NO QUINTAL DE SOLON

Ermenegildo Solon, homem calmo, íntegro e que vê em todos uma integridade capaz de superar a si próprio. Tranqüilo, mantém-se sempre distante dos buxixos da esquina ou das reuniões políticas em mesas de bar. O seu lar é o seu quintal, onde vê suas plantações e cuida de seus passarinhos. Sua paixão são os causos da meninice e da juventude vivida à beira do Santo Antonio, que naquele tempo produzia peixes e remansos gostosos para um mergulho. Solon, ao contrário do que pensam dele, não é um alienado, é um homem feliz.

Solon aprendeu que o lema maior dos tempos de hoje é ser feliz. Foi duro aprender isso, pois ele fora criado naquela mentalidade antiga segundo a qual a sua própria vontade ou realização não é o mais importante, não é o centro do mundo. Em criança aprendera que é preciso fazer renúncias, que há valores superiores. Mas com o tempo conseguiu assimilar o valor supremo da vida moderna, que é a própria satisfação e realização.

Amadureceu, viu que as coisas e as certezas que rodeavam seu velho mundo não eram naturais. Viu que tudo era uma construção, e como tal poderia ser diferente. Sua família, sua profissão, a sociedade em que vivia, o valor atribuído a cada tipo de trabalho. Tudo isso era socialmente construído e passível de reconstrução em outros termos. Viu que aquela sociedade com lugares previamente marcados (uns nascidos para obedecer, outros para mandar) não era propriamente necessária. Poderia ser diferente. Quando percebeu isto, deu-se um salto em sua consciência de si e do mundo.

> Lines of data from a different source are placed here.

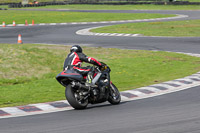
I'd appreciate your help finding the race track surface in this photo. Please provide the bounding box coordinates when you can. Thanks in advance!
[0,11,200,133]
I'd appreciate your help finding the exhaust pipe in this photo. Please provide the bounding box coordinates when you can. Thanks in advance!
[71,82,90,90]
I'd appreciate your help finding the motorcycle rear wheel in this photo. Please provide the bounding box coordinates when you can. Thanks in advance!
[65,85,88,110]
[108,83,121,105]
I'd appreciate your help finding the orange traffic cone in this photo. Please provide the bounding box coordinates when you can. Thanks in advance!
[13,21,16,26]
[32,20,35,26]
[25,20,28,26]
[17,34,23,44]
[2,22,6,27]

Por uns poucos tempos, achou que o outro mundo, a outra sociedade, os outros valores, eles sim eram mais lógicos e naturais. Mas logo se deu conta de que também eles eram socialmente construídos. Julgou então que seu novo mundo não poderia ser essencialmente melhor nem pior do que seu mundo antigo, pois nenhum dos dois tinha caráter de essência; ambos eram construções. Ali se deu o segundo salto, e foi quando ele resolveu se recolher, se desligar do noticiário, se abster de comungar plenamente com aquele mundo novo que por um momento lhe parecera mais lógico e natural.

Hoje Solon não se preocupa em emitir juízos de valor sobre o velho nem sobre o novo mundo. Não está aí para discutir o que é avanço e o que é retrocesso. Não se surpreende com nenhum cidadão respeitável imerso por malas de dinheiro. Olha apenas a direção do vento e vigia a hora de recolher os passarinhos.